Automatic thesaurus

Automatic thesaurus
synonyms for every word in a language

By definition, a thesaurus (plural thesauri, pronounced [-rai]) is a type of dictionary which lists synonyms or words from the same semantic category, e.g. animals, furniture etc.

beautiful – wonderful, stunning, amazing, good-looking…
mango – grapefruit, pineapple, banana, papaya, melon…

Thesauri prove very useful to both native speakers as well as language learners when one needs to use a better-fitting word but cannot think of any. In addition, thesaurus databases can be exploited in text search software by allowing the user to automatically include similar words in the search.

Manual vs. automatic

Traditionally, thesauri were built manually. This ensured high quality of the entries but since human labour is expensive, the extent of the thesaurus was limited. There was never enough money for entries for all words in the language. What is more, the quality depended on the expertise and the opinions of the authors for whom it was impossible to be aware of how millions of speakers of the language use each word.

A modern alternative to a man-made thesaurus is an automatically generated thesaurus such as the one found inside Sketch Engine. The entries are generated automatically by analysing a very large collection of text called a corpus. The computation runs without human intervention so the extent of the thesaurus is no longer an issue and a thesaurus can be computed for every word in the language. It can also be rebuilt as frequently as needed to reflect the latest changes in word usage. And most importantly, the content is based on the analysis of language as produced by real users of the language in real situations!

But how can a computer tell which words are synonyms or which words belong to the same category by using computations?

create a Sketch Engine account

thesaurus (basics)

thesaurus (advanced)

Computing synonyms

Automatic synonym detection draws on the theory of distributional semantics which says, in a nutshell, that words that appear in the same context are similar in meaning. Sketch Engine already has a powerful feature of the word sketch to identify the typical word combinations, i.e. collocations, which play a key role in the computation of the automatically generated thesaurus.

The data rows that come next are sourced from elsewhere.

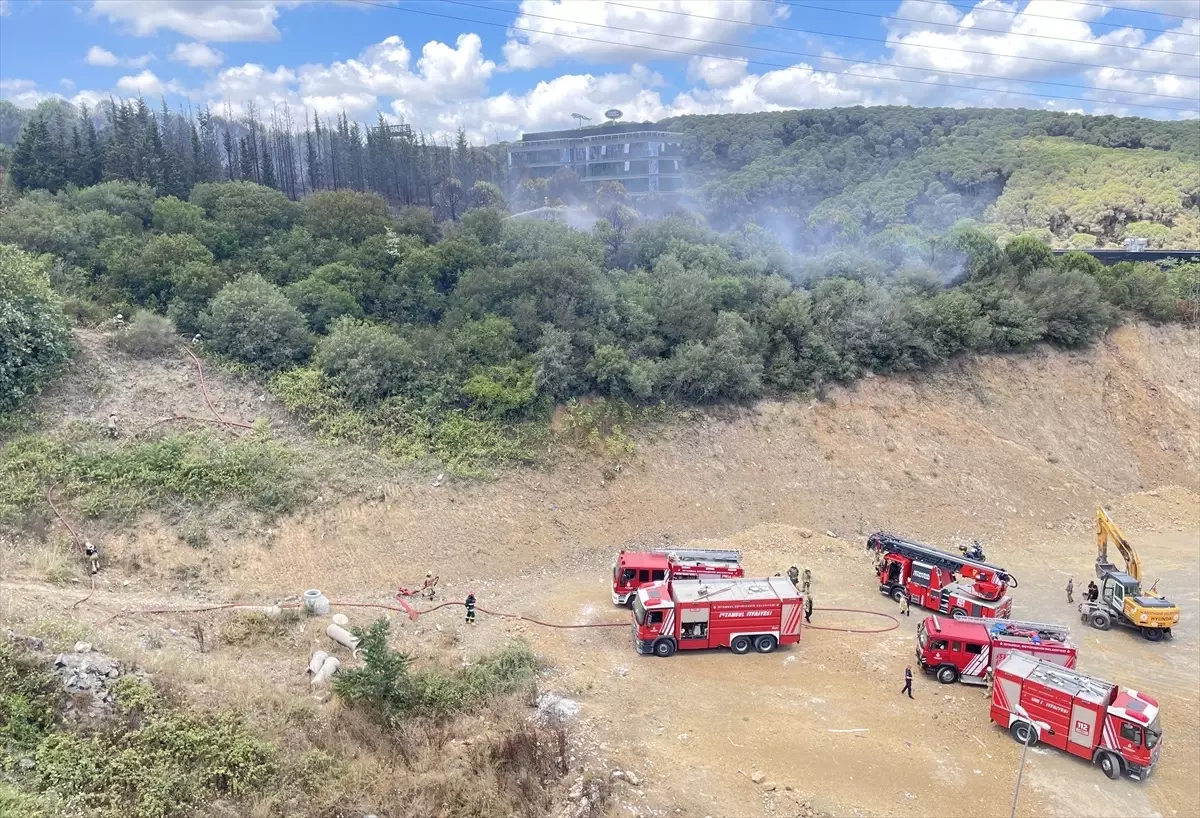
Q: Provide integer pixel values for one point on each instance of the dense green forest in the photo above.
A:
(1075, 181)
(387, 328)
(814, 178)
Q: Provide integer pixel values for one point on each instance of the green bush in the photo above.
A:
(35, 338)
(389, 689)
(252, 322)
(147, 336)
(118, 479)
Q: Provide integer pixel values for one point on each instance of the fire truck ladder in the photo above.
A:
(930, 555)
(1055, 632)
(701, 554)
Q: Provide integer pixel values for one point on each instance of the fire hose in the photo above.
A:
(503, 614)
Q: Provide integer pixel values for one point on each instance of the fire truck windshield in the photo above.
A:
(1153, 733)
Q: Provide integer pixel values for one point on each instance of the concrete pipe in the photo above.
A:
(316, 603)
(342, 637)
(328, 668)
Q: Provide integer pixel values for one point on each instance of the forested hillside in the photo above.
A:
(456, 341)
(1072, 180)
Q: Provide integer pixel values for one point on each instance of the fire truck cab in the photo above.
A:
(965, 649)
(1110, 726)
(738, 614)
(929, 577)
(635, 569)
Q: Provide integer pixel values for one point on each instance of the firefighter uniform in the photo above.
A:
(93, 554)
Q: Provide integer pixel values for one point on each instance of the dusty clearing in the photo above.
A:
(1015, 451)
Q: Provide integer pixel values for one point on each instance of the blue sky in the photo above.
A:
(507, 66)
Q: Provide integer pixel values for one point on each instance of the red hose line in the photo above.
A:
(895, 623)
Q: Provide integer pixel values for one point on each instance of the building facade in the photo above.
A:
(641, 156)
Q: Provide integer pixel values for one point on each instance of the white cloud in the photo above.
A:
(208, 20)
(444, 76)
(102, 56)
(567, 29)
(147, 84)
(198, 55)
(105, 58)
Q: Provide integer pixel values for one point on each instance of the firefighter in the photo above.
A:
(93, 554)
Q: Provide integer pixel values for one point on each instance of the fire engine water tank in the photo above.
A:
(315, 602)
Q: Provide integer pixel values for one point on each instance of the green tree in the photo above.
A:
(365, 362)
(35, 336)
(348, 216)
(251, 320)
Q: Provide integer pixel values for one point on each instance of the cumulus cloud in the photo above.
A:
(207, 20)
(105, 58)
(147, 83)
(547, 26)
(198, 55)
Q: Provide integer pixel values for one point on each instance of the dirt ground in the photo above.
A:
(1015, 451)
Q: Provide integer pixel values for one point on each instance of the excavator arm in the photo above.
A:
(1105, 531)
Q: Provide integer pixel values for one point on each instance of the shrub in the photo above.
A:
(348, 216)
(388, 687)
(35, 338)
(147, 336)
(251, 320)
(365, 362)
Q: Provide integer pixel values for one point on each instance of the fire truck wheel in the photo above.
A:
(1023, 732)
(1110, 765)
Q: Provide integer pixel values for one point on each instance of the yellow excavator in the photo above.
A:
(1122, 601)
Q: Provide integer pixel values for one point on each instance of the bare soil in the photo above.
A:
(1013, 451)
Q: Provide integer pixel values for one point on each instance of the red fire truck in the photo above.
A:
(929, 578)
(635, 569)
(1110, 726)
(965, 649)
(738, 614)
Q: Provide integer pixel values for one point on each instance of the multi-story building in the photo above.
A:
(641, 156)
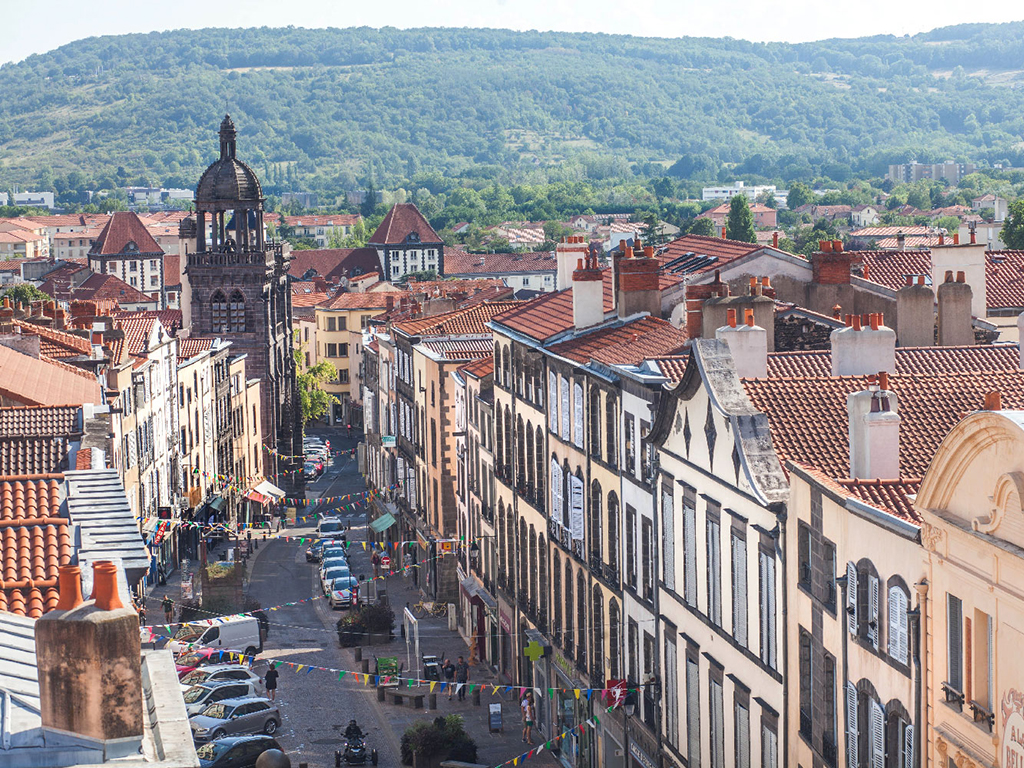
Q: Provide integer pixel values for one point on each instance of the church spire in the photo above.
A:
(227, 134)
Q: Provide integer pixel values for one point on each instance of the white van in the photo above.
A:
(237, 633)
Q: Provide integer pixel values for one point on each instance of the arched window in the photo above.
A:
(218, 312)
(614, 642)
(596, 513)
(237, 312)
(597, 636)
(613, 532)
(569, 641)
(542, 608)
(581, 620)
(556, 596)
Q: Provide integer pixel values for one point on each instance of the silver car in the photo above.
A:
(233, 717)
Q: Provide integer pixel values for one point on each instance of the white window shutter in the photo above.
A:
(872, 610)
(877, 731)
(852, 733)
(851, 598)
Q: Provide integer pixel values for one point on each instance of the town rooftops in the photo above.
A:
(404, 224)
(40, 381)
(458, 262)
(125, 235)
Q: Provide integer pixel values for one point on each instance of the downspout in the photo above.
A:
(918, 624)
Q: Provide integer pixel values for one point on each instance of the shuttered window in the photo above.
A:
(739, 589)
(717, 730)
(877, 735)
(898, 643)
(954, 645)
(692, 713)
(851, 598)
(690, 552)
(767, 604)
(871, 631)
(852, 731)
(741, 729)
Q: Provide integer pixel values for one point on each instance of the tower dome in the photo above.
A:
(228, 181)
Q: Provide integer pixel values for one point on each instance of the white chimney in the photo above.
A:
(588, 294)
(863, 347)
(748, 345)
(873, 432)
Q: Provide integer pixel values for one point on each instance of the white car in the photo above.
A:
(218, 673)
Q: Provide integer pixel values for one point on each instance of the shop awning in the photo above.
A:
(268, 488)
(383, 522)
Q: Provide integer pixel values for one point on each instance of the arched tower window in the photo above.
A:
(218, 311)
(237, 312)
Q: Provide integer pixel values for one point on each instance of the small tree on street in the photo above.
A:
(739, 224)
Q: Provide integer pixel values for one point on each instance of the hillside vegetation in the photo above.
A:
(326, 108)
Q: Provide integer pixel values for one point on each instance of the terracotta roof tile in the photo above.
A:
(627, 344)
(125, 227)
(45, 382)
(403, 219)
(460, 262)
(34, 542)
(457, 323)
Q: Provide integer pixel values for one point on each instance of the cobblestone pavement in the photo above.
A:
(315, 706)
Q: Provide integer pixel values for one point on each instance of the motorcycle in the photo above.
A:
(355, 753)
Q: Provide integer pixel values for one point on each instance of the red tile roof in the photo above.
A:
(403, 219)
(460, 262)
(42, 381)
(457, 323)
(34, 542)
(627, 344)
(125, 227)
(99, 287)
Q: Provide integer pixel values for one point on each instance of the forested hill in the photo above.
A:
(318, 107)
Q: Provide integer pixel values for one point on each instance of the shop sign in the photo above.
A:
(641, 756)
(1012, 748)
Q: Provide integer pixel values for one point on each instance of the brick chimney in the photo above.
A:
(748, 345)
(873, 431)
(862, 348)
(914, 313)
(588, 294)
(567, 253)
(638, 289)
(955, 328)
(89, 664)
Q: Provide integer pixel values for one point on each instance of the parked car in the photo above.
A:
(204, 657)
(233, 717)
(199, 696)
(235, 752)
(331, 573)
(218, 673)
(341, 590)
(313, 551)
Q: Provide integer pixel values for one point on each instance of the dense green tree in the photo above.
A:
(739, 222)
(1013, 228)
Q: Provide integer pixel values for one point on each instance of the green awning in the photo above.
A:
(383, 522)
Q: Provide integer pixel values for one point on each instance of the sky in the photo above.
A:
(40, 27)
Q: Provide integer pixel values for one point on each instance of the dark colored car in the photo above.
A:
(235, 752)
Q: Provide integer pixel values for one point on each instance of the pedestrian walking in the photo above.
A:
(449, 669)
(527, 717)
(462, 677)
(270, 681)
(168, 605)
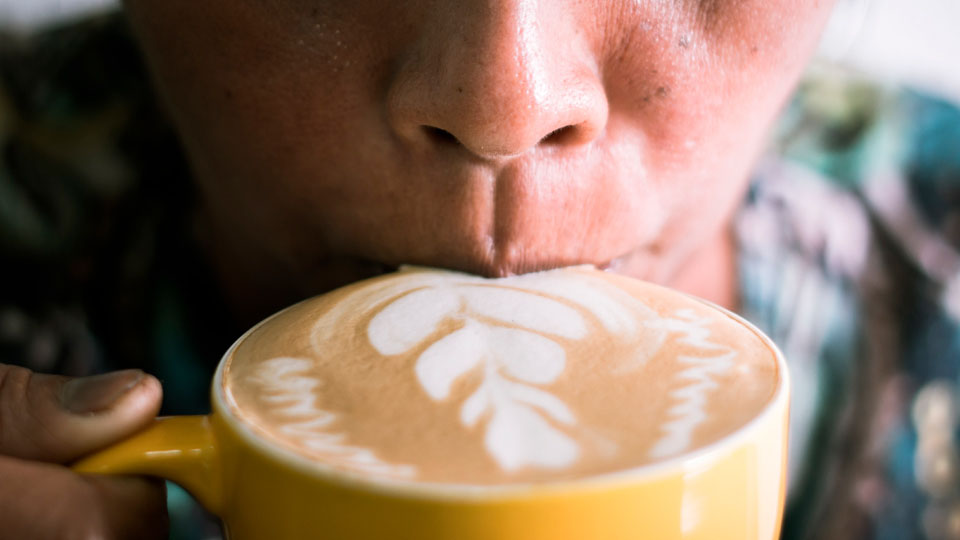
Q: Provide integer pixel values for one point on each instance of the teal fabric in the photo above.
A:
(861, 184)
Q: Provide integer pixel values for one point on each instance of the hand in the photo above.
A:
(48, 421)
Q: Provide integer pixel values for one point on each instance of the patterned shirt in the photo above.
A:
(848, 259)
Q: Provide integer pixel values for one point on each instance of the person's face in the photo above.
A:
(492, 136)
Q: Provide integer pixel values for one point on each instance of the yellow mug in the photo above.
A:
(732, 489)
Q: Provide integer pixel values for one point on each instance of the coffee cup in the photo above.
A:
(429, 404)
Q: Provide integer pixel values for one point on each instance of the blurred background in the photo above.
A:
(915, 42)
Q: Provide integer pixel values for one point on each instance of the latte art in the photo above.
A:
(437, 376)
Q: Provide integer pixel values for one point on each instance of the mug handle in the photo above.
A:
(178, 448)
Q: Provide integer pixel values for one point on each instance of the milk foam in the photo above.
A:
(443, 377)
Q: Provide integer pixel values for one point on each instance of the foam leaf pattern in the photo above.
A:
(408, 320)
(447, 359)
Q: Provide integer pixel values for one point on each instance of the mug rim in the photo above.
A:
(693, 460)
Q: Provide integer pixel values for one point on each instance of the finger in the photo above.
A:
(57, 419)
(40, 500)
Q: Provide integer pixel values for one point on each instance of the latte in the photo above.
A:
(435, 376)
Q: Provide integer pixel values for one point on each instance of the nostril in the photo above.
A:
(560, 136)
(441, 135)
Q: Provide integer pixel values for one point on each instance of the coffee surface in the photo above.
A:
(436, 376)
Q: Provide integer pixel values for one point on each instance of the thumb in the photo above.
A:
(58, 419)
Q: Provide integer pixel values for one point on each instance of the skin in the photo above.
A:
(332, 140)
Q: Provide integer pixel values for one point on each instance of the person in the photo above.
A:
(292, 147)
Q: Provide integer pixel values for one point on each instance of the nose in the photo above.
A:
(499, 78)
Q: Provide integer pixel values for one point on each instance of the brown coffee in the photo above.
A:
(436, 376)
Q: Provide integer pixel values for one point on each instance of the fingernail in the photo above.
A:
(99, 392)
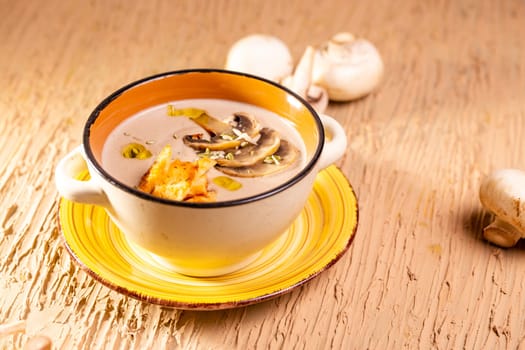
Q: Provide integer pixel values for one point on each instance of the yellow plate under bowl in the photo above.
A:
(315, 241)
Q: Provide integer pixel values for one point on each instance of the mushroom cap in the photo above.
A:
(262, 55)
(503, 194)
(348, 68)
(267, 145)
(287, 154)
(218, 129)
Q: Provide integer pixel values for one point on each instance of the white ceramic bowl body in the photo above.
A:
(200, 239)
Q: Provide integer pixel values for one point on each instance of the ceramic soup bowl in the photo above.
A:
(199, 239)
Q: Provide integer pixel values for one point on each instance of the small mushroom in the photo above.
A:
(284, 157)
(301, 82)
(348, 68)
(262, 55)
(503, 194)
(227, 134)
(267, 145)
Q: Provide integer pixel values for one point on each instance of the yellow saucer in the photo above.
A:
(315, 241)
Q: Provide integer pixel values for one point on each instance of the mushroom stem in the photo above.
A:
(501, 193)
(301, 82)
(501, 233)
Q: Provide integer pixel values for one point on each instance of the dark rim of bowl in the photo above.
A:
(115, 182)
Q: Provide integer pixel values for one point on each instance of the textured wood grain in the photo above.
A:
(419, 275)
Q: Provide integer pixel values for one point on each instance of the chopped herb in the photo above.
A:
(226, 137)
(273, 159)
(227, 183)
(136, 151)
(212, 154)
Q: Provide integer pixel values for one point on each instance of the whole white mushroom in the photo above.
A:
(348, 68)
(503, 194)
(262, 55)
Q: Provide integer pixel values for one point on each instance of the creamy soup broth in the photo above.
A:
(154, 129)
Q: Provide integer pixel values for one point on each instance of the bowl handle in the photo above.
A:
(70, 187)
(335, 141)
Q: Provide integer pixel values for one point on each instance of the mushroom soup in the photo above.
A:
(189, 128)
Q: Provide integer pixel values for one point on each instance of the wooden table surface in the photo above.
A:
(419, 275)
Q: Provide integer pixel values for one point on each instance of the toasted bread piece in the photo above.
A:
(178, 180)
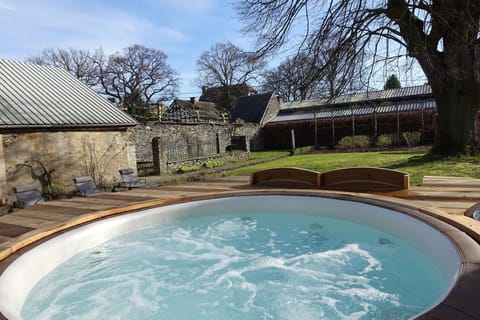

When the user requests a thesaurus for the word beautiful, Sketch Engine will first generate a word sketch for the word which looks like this:

not a complete word sketch, sample only

Then, a word sketch for every other adjective in the corpus will be generated. It looks like this for amazing:

not a complete word sketch, sample only

Scoring the synonyms

It is obvious at first sight that there is a number of collocates which form collocations with both beautiful and amazing. Actually, 56 % of the collocates are typical for both words. On the other hand, a word sketch for mechanical only contains 17 % of collocates which are also the collocates of beautiful.

This score is used to sort the adjectives by their similarity to beautiful and are presented to the user in this order. Realistically, only the top of the thesaurus will contain relevant words. As the user scrolls down, the score decreases in value and the words become less and less relevant.

thesaurus of beautiful based on the 20-billion-word English corpus enTenTen
both columns show good quality

thesaurus of beautiful based on the 96-million-word British National Corpus
less than 1 column of good quality results

The length of the useful top is heavily influenced by the size of the corpus and by the number of occurrences of the words in the corpus. A multi-billion word corpus will easily contain millions of occurrences of the most frequent words which will produce thesaurus entries of dozens of relevant synonyms. A 100-million-word corpus will only produce a handful or relevant words for the most frequent keywords, not to speak about thesauri for less frequent words which will produce hardly any useful result. A 1-million-word corpus is not likely to produce any usable thesaurus.

Corpora and speed

Sketch Engine focusses on producing the largest possible corpora with a target size of billions of words so that the computations produce high-quality results. Generating a thesaurus is a matter of a couple of seconds because the system works with precalculated data. This was the only option to ensure that processing 3 million occurrences of beautiful and 2 million occurrences of amazing will only take a second or two.

Your own automatic thesaurus

Sketch Engine features an automatic corpus building tool that will convert any uploaded text into a corpus with a thesaurus and word sketches (for languages where these features are supported). It will even find relevant texts on the internet and include them in the corpus. No technical skills are required. Users can thus work with thesaurus based on their own data. It is important to bear in mind, however, that the quality is heavily dependent on the corpus size and there is little chance of generating a quality thesaurus from a corpus smaller than 100 million words. The use of the multi-billion-word corpora in Sketch Engine is recommended instead.

Supported languages

Sketch Engine currently hosts 400+ text corpora in 90+ languages. Of them, 63 languages have at least one corpus where word sketches and thesaurus are supported and it is an ongoing project to bring this functionality in for even more languages.